This plugin performs generic, regexp-based replacements. The values in the named capturing subpatterns in the matching regexp are available as attributes in the XSL replacement.

Note that while its API resembles preg_replace(), the implementation does not use preg_replace() and retains all the properties of an XSL template (such as the automatic escaping of HTML characters) as well as s9e\TextFormatter's features such as the detection of blatantly-unsafe markup.

Examples

Using the PCRE syntax

Using the PCRE syntax using positional arguments in the template (e.g. $1) is the simplest form but the least forward-compatible.

$configurator = new s9e\TextFormatter\Configurator;
$configurator->Preg->replace(
    '/@(\\w+)/',
    '<a href="https://twitter.com/$1">$0</a>',
    // The third argument is optional and can be used to configure the tag's name.
    // If you don't provide one, a pseudo-random name will be generated
    'TWITTERUSER'
);

// Get an instance of the parser and the renderer
extract($configurator->finalize());

$text = "Twitter's official tweets @Twitter";
$xml  = $parser->parse($text);
$html = $renderer->render($xml);

echo $html;
Twitter's official tweets <a href="https://twitter.com/Twitter">@Twitter</a>

Using named subpatterns and XSL

Using named subpatterns and providing a tag name ensures that changes made to either the regexp or the template can be backward- and forward- compatible.
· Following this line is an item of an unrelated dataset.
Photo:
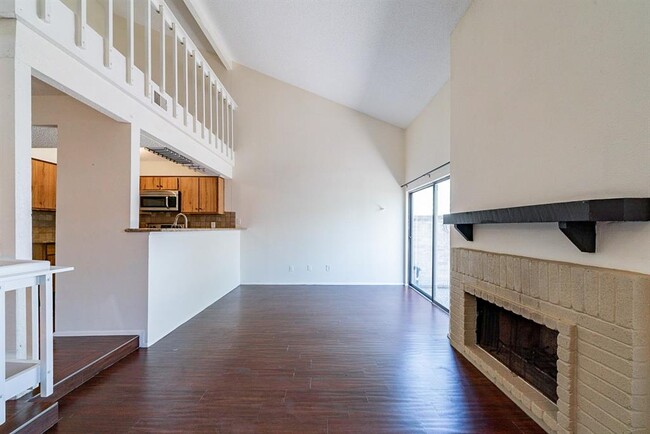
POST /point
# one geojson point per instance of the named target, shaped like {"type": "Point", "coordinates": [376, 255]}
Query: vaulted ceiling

Note that the template can use a combination of XSL and PCRE syntax and in this example $0 and <xsl:apply-templates/> are interchangeable.

$configurator = new s9e\TextFormatter\Configurator;
$configurator->Preg->replace(
    '/@(?<username>\\w+)/',
    '<a href="https://twitter.com/{@username}"><xsl:apply-templates/></a>',
    'TWITTERUSER'
);

// Get an instance of the parser and the renderer
extract($configurator->finalize());

$text = "Twitter's official tweets @Twitter";
$xml  = $parser->parse($text);
$html = $renderer->render($xml);

echo $html;
Twitter's official tweets <a href="https://twitter.com/Twitter">@Twitter</a>

Passthrough capture

Multiple replacements can be applied to the same span of text, provided that they use a match-all pattern such as (.*?) to display its content.

$configurator = new s9e\TextFormatter\Configurator;
$configurator->Preg->replace('/_(.*?)_/', '<em>$1</em>');
$configurator->Preg->replace('/~(.*?)~/', '<s>$1</s>');

// Get an instance of the parser and the renderer
extract($configurator->finalize());

$text = 'This is _emphasised ~striked~ text_.';
$xml  = $parser->parse($text);
$html = $renderer->render($xml);

echo $html;
This is <em>emphasised <s>striked</s> text</em>.

Using match()

In the following example, we use BBCodes plugin to implement a [B] BBCode for bold then we configure the Preg plugin to match any pair of asterisks with some text in the middle, such as *text*. We assign the match to the B tag.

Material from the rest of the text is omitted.